The shock was terrible. He had listened to the soporific voice, waiting for a blow, but not this! He felt his heart swell and then fade to nothing, leaving only the sharp stabbing pain. The rush of blood from his head canted it to one side, giving him an idiot look; the muscles of his legs cramped, pulling him to the floor, jerking them up against his stomach in an almost fetal position. No! No, no! Not after the years of planning, not after the suffering, the antagonisms, the friendlessness! Not after the sun on the bay, and the promise of the mountains; not after the warm headiness of the breeze! No! He felt hands lifting him, the dribble of water against his stiffened tongue, a pillow being pushed against his neck.
“My God, Zé! What in hell did you say?”
But Da Silva was too busy with the man on the couch to answer.
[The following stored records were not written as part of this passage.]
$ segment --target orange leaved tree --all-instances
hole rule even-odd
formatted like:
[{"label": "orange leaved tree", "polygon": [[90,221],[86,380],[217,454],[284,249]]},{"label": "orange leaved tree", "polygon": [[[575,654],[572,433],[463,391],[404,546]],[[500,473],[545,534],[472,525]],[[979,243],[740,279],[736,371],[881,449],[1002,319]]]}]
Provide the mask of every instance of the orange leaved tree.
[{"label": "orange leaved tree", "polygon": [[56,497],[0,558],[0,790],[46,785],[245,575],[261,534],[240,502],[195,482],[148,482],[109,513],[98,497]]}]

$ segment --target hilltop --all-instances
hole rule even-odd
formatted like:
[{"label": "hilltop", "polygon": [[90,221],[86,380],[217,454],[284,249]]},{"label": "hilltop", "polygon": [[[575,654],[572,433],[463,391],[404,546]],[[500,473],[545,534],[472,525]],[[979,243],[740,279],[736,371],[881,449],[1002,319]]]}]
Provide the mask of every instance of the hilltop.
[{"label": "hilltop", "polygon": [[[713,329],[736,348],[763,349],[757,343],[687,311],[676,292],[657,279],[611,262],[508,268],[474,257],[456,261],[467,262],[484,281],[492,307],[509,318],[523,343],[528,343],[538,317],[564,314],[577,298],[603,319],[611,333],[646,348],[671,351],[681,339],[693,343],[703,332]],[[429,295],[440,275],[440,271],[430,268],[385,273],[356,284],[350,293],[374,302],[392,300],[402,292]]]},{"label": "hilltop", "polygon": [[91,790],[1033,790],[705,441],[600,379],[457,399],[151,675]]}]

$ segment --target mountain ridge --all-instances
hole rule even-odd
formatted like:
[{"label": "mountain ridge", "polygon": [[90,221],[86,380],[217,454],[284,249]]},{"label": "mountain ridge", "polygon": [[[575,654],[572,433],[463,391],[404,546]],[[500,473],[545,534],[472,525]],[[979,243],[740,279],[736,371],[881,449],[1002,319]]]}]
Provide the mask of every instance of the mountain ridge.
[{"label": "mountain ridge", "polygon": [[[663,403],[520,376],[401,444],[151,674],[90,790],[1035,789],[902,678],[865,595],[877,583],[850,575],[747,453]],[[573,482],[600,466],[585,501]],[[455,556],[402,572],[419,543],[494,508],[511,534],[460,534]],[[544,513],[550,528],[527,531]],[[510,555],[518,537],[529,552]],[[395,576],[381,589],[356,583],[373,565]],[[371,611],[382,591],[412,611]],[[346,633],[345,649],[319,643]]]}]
For the first time in their long acquaintance, Wilson saw the tall man shocked out of his usual air of detachment; he was desperately attempting to resuscitate the tortured figure twisting on the couch.
“Look! Please! My God, I’m with you, I’m on your side, don’t you understand? I was only talking, it’s my way, do you understand? Can you hear me? I’m here to help you, can’t you see that? Try to understand what I’m saying; I’m here to help you. Wilson, call a doctor—no, we can’t! Listen to me, you are in the American Embassy in Rio de Janeiro, you are perfectly safe, you are with friends. Friends, do you hear? Don’t you understand? Wilson, do something! Why the devil did they have to pick a two-hundred-year-old with a bad heart! Meu Deus, me salve de minha bôca! Take it easy, relax, calm down; you’re all right. We are friends!”